At the end of each chapter are three sets of review exercises. The first set is more or less regurgitation - they check to see if can you give back what you learned in the chapter. The second set contains application questions - they check to see if you can apply what you learned to solve problems. The final set is to see if you are capable of broadening your horizons. Some of these questions may not be answerable until later in the book, but they give you some things to think about. Other questions require some research into outside sources to discover the answer. Still others require you to simply analyze your options and explain a best solution. Many of the questions don't have right or wrong answers, but that doesn't mean they are unimportant. Learning the issues involved in programming, learning how to research answers, and learning how to look ahead are all a major part of a programmer's work.

If you have problems that you just can't get past, there is a mailing list for this book where readers can discuss and get help with what they are reading. The address is <pgubook-readers@nongnu.org>. This mailing list is open for any type of question or discussion along the lines of this book. You can subscribe to this list by going to http://mail.nongnu.org/mailman/listinfo/pgubook-readers.

If you are thinking of using this book for a class on computer programming but do not have access to Linux computers for your students, I highly suggest you try to find help from the K-12 Linux Project. Their website is at http://www.k12linux.org/ and they have a helpful and responsive mailing list available.

Your Tools

This book teaches assembly language for x86 processors and the GNU/Linux operating system. Therefore we will be giving all of the examples using the GNU/Linux standard GCC tool set. If you are not familiar with GNU/Linux and the GCC tool set, they will be described shortly. If you are new to Linux, you should check out the guide available at http://rute.sourceforge.net/ [1] What I intend to show you is more about programming in general than using a specific tool set on a specific platform, but standardizing on one makes the task much easier.

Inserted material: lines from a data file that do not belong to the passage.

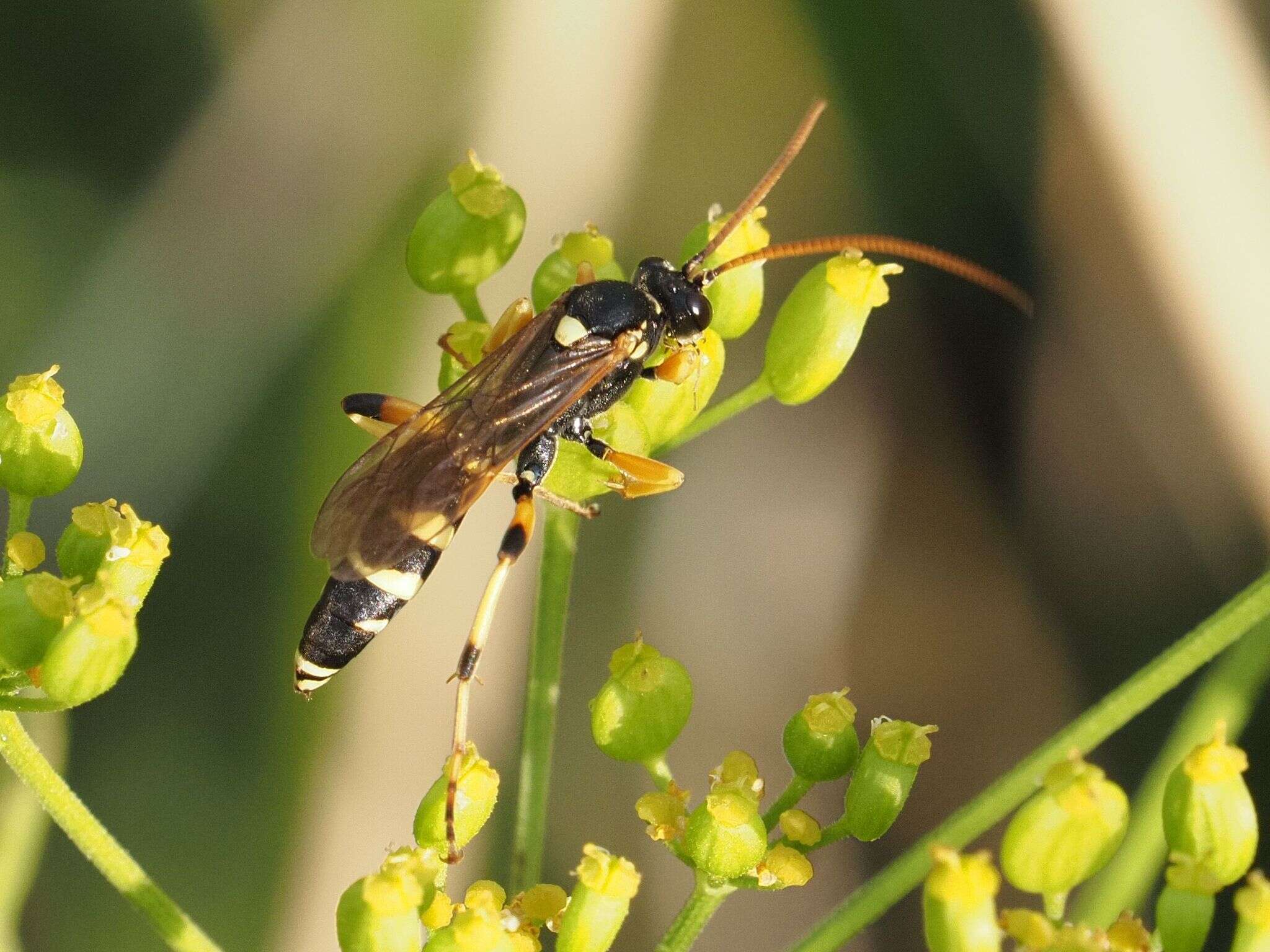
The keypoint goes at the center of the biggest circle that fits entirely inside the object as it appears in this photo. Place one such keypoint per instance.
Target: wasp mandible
(389, 518)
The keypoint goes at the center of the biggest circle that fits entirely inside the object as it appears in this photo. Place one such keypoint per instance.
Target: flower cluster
(727, 837)
(403, 907)
(70, 635)
(1071, 829)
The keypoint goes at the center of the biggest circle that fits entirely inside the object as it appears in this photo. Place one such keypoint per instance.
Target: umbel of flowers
(66, 635)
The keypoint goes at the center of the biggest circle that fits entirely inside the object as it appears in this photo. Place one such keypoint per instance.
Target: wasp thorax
(683, 306)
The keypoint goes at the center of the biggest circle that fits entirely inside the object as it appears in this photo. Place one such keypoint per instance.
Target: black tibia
(349, 614)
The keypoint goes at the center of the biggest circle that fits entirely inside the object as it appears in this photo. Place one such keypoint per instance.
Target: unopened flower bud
(88, 656)
(819, 324)
(1033, 931)
(471, 931)
(1208, 810)
(784, 866)
(600, 902)
(24, 551)
(577, 474)
(559, 270)
(735, 296)
(821, 742)
(465, 338)
(380, 913)
(726, 835)
(667, 408)
(1253, 906)
(474, 803)
(884, 776)
(643, 706)
(32, 611)
(959, 907)
(41, 450)
(543, 906)
(665, 813)
(468, 232)
(801, 827)
(1066, 832)
(1184, 910)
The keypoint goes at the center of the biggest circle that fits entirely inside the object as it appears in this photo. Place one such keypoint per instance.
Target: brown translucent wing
(427, 472)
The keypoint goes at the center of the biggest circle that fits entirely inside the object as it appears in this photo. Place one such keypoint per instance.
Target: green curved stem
(790, 796)
(693, 918)
(753, 392)
(1246, 611)
(1228, 692)
(543, 696)
(95, 842)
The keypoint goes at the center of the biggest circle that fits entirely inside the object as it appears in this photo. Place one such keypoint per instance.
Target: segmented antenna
(760, 192)
(890, 247)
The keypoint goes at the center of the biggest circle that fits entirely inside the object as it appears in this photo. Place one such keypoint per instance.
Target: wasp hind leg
(531, 467)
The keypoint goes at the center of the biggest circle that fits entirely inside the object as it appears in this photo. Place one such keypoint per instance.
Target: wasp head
(683, 306)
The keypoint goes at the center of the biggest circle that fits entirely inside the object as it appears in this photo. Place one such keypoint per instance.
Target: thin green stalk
(543, 696)
(1228, 692)
(794, 792)
(470, 305)
(753, 392)
(95, 842)
(696, 913)
(19, 512)
(23, 831)
(1219, 631)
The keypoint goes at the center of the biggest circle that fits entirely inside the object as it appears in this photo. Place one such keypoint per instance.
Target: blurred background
(985, 524)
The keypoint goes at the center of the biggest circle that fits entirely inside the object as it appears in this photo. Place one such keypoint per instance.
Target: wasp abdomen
(351, 614)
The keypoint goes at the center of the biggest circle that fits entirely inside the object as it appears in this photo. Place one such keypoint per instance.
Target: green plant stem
(543, 696)
(700, 907)
(95, 842)
(470, 305)
(1219, 631)
(793, 792)
(19, 512)
(23, 831)
(753, 392)
(1228, 692)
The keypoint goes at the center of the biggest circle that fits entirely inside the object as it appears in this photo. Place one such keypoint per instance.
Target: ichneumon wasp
(543, 379)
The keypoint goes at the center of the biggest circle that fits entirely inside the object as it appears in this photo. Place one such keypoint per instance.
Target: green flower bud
(726, 835)
(1253, 906)
(471, 931)
(1184, 910)
(468, 232)
(380, 913)
(959, 907)
(577, 474)
(667, 408)
(737, 296)
(474, 803)
(1029, 928)
(784, 866)
(1208, 810)
(643, 706)
(88, 656)
(819, 324)
(600, 902)
(41, 448)
(24, 551)
(821, 741)
(559, 270)
(32, 611)
(1066, 832)
(884, 776)
(469, 339)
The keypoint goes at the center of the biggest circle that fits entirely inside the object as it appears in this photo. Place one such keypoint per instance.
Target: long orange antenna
(765, 184)
(892, 247)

Those new to Linux should also try to get involved in their local GNU/Linux User's Group. User's Group members are usually very helpful for new people, and will help you from everything from installing Linux to learning to use it most efficiently. A listing of GNU/Linux User's Groups is available at http://www.linux.org/groups/

All of these programs have been tested using Red Hat Linux 8.0, and should work with any other GNU/Linux distribution, too. [2] They will not work with non-Linux operating systems such as BSD or other systems. However, all of the skills learned in this book should be easily transferable to any other system.

If you do not have access to a GNU/Linux machine, you can look for a hosting provider who offers a Linux shell account, which is a command-line only interface to a Linux machine. There are many low-cost shell account providers, but you have to make sure that they match the requirements above (i.e. - Linux on x86). Someone at your local GNU/Linux User's Group may be able to give you one as well. Shell accounts only require that you already have an Internet connection and a telnet program. If you use Windows®, you already have a telnet client - just click on start, then run, then type in telnet. However, it is usually better to download PuTTY from http://www.chiart.greenend.co.uk/~sgtatham/putty/ because Windows' telnet has some weird problems. There are a lot of options for the Macintosh, too. NiftyTelnet is my favorite.

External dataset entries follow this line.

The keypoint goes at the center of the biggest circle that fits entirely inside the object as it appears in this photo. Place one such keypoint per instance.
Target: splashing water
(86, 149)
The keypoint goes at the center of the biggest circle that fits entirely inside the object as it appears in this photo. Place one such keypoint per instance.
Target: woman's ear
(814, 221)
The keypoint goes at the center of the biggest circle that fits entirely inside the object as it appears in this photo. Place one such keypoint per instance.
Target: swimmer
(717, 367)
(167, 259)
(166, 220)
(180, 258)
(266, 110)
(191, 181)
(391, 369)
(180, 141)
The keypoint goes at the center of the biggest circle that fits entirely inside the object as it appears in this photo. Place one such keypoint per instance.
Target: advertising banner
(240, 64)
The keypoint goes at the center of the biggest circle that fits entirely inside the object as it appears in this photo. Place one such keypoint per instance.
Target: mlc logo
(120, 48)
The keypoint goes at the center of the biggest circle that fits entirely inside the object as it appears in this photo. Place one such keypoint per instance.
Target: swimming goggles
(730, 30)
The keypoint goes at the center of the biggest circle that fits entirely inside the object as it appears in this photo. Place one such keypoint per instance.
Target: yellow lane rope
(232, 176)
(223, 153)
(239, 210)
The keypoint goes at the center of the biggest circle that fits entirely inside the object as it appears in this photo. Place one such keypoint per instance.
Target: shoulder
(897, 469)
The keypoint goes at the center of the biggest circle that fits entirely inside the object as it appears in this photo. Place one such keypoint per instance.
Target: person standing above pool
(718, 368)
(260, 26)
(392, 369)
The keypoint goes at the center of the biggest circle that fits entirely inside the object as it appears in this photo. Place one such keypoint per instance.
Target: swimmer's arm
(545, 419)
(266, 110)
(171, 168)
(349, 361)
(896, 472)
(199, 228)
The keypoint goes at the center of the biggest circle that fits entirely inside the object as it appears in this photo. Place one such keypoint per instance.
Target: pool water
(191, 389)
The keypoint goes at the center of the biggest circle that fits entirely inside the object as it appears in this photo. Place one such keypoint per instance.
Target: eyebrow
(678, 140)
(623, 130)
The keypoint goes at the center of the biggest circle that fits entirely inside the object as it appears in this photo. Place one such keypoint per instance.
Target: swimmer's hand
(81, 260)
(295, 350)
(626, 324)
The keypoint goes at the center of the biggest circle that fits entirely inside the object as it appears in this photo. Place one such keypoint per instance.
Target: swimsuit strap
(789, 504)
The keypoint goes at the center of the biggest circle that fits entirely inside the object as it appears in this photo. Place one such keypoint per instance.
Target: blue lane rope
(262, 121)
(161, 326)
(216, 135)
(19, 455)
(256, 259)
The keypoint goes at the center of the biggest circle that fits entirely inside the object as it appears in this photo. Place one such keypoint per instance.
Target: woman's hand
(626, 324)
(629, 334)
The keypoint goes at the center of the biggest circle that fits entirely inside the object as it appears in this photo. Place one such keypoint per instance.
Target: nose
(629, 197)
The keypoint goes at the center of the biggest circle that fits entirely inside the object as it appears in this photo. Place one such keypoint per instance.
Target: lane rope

If you don't have GNU/Linux and can't find a shell account service, then you can download Knoppix from http://www.knoppix.org/ Knoppix is a GNU/Linux distribution that boots from CD so that you don't have to actually install it. Once you are done using it, you just reboot and remove the CD and you are back to your regular operating system.

So what is GNU/Linux? GNU/Linux is an operating system modeled after UNIX®. The GNU part comes from the GNU Project (http://www.gnu.org/) [3], which includes most of the programs you will run, including the GCC tool set that we will use to program with. The GCC tool set contains all of the programs necessary to create programs in various computer languages.

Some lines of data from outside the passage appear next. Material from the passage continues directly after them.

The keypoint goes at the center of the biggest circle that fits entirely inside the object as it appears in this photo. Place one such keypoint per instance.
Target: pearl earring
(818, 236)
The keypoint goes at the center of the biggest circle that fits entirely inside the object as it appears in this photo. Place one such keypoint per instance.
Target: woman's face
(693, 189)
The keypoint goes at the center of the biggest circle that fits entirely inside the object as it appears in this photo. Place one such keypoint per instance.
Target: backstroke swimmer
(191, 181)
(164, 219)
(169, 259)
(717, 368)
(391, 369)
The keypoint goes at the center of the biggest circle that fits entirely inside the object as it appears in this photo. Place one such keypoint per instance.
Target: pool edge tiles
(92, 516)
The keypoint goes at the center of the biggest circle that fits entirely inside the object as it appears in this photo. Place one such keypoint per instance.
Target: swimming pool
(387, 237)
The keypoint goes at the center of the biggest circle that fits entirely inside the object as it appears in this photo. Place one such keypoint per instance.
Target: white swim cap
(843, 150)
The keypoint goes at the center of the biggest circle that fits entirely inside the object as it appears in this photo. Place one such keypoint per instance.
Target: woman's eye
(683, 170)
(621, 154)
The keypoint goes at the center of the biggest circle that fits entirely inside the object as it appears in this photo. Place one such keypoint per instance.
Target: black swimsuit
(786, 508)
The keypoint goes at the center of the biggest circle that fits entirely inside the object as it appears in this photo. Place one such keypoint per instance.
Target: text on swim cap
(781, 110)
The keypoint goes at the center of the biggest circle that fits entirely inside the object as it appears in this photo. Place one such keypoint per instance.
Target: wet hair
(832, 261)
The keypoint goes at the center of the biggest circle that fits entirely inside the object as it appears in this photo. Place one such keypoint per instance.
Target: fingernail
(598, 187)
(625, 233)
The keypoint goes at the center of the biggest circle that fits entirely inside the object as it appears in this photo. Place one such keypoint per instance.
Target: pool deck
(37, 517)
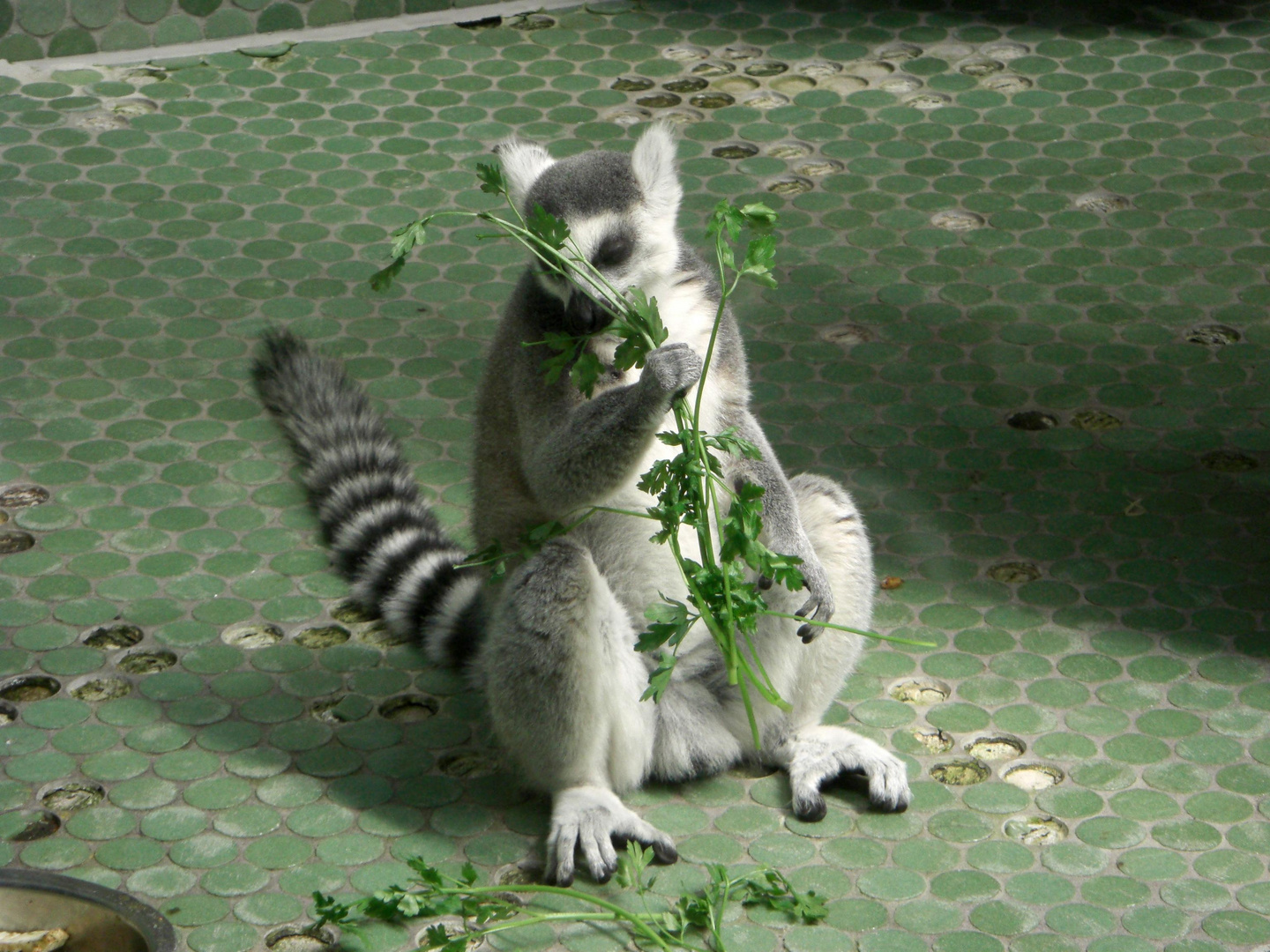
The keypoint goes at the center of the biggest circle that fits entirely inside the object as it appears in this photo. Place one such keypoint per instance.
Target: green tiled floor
(1022, 314)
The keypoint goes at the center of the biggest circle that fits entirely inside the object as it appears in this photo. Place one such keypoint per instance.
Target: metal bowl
(97, 918)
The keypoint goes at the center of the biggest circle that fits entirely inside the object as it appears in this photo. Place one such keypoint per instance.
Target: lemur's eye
(612, 251)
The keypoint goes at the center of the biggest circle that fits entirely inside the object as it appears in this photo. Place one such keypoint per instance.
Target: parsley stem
(854, 631)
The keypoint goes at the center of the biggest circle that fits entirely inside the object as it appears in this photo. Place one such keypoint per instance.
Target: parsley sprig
(692, 923)
(689, 490)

Linux is the name of the kernel. The kernel is the core part of an operating system that keeps track of everything. The kernel is both a fence and a gate. As a gate, it allows programs to access hardware in a uniform way. Without the kernel, you would have to write programs to deal with every device model ever made. The kernel handles all device-specific interactions so you don't have to. It also handles file access and interaction between processes. For example, when you type, your typing goes through several programs before it hits your editor. First, the kernel is what handles your hardware, so it is the first to receive notice about the keypress. The keyboard sends in scancodes to the kernel, which then converts them to the actual letters, numbers, and symbols they represent. If you are using a windowing system (like Microsoft Windows® or the X Window System), then the windowing system reads the keypress from the kernel, and delivers it to whatever program is currently in focus on the user's display.

Example 1-1: How the computer processes keyboard sigals
Start example
Keyboard -> Kernel -> Windowing system -> Application program
End example

The kernel also controls the flow of information between programs. The kernel is a program's gate to the world around it. Every time that data moves between processes, the kernel controls the messaging. In our keyboard example above, the kernel would have to be involved for the windowing system to communicate the keypress to the application program.

As a fence, the kernel prevents programs from accidentally overwriting each other's data and from accessing files and devices that they don't have permission to. It limits the amount of damage a poorly-written program can do to other running programs.

In our case, the kernel is Linux. Now, the kernel all by itself won't do anything. You can't even boot up a computer with just a kernel. Think of the kernel as the water pipes for a house. Without the pipes, the faucets won't work, but the pipes are pretty useless if there are no faucets. Together, the user applications (from the GNU project and other places) and the kernel (Linux) make up the entire operating system, GNU/Linux.

For the most part, this book will be using the computer's low-level assembly language. There are essentially three kinds of languages:

Machine Language

  • This is what the computer actually sees and deals with. Every command the computer sees is given as a number or sequence of numbers.

Assembly Language

  • This is the same as machine language, except the command numbers have been replaced by letter sequences which are easier to memorize. Other small things are done to make it easier as well.

High-Level Language

  • High-level languages are there to make programming easier. Assembly language requires you to work with the machine itself. High-level languages allow you to describe the program in a more natural language. A single command in a high-level language usually is equivalent to several commands in an assembly language.

In this book we will learn assembly language, although we will cover a bit of high-level languages. Hopefully by learning assembly language, your understanding of how programming and computers work will put you a step ahead.

[1]This is quite a large document. You certainly don't need to know everything to get started with this book. You simply need to know how to navigate from the command line and how to use an editor like pico, emacs, or vi (or others).

[2]By "GNU/Linux distribution", I mean an x86 GNU/Linux distribution. GNU/Linux dis- tributions for the Power Macintosh, the Alpha processor, or other processors will not work with this book.

[3]The GNU Project is a project by the Free Software Foundation to produce a complete, free operating system.